Şarkılarınızı bir hikaye üzerine mi yazıyorsunuz yoksa çevresel etkenlere bağlı mı yazıyorsunuz?
Spesifik olaylar ve hikayeler üzerine bir şeyler yazmakta hep zorlanıyorum. O yüzden pek denemiyorum aslında. Hislenince abarta abarta kağıda (Ya da not uygulamasına) döküyorum bazen. Ama yaşadığım olaylardan ziyade bana çağrıştırdığı durumları ve başka hisleri yazmış oluyorum. Bu da bence daha ortak bir dilde kendimi ifade etme olanağı sağlıyor.
Sizin esinlendiğiniz, kendinize yakın bulduğunuz bir şarkıcı var mı?
Esinlendiğim çok fazla isim var, genel olarak müziğe yaklaşımımda kendime en çok örnek aldığım isim şüphesiz Thom Yorke. Bu albümde esinlendiklerimden yola çıkacak olursak yine Radiohead ve The Neighbourhood gruplarını sayabilirim. Bunun dışında davulculuğumu geliştirmeye devam ederken beni en çok etkileyen iki davulcu Gavin Harrison ve Yussef Dayes.

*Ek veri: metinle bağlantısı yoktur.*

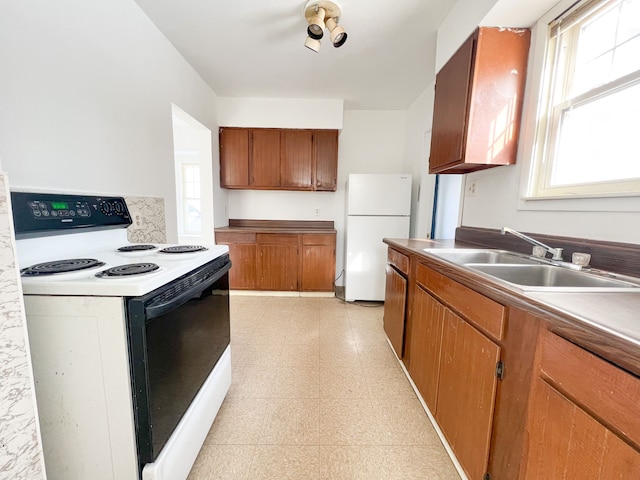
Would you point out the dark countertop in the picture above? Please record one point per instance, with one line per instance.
(291, 230)
(608, 324)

Son olarak sizi dinleyenlere ve dinleyeceklere neler söylemek istersiniz?
Beni dinleyenlere teşekkür etmemin yanı sıra, hep kendimi geliştireceğime ve daha iyiyi arayacağıma söz vermek isterim, dinleyecek olanlara da albümü sırasıyla dinlemelerini isteyebilirim :)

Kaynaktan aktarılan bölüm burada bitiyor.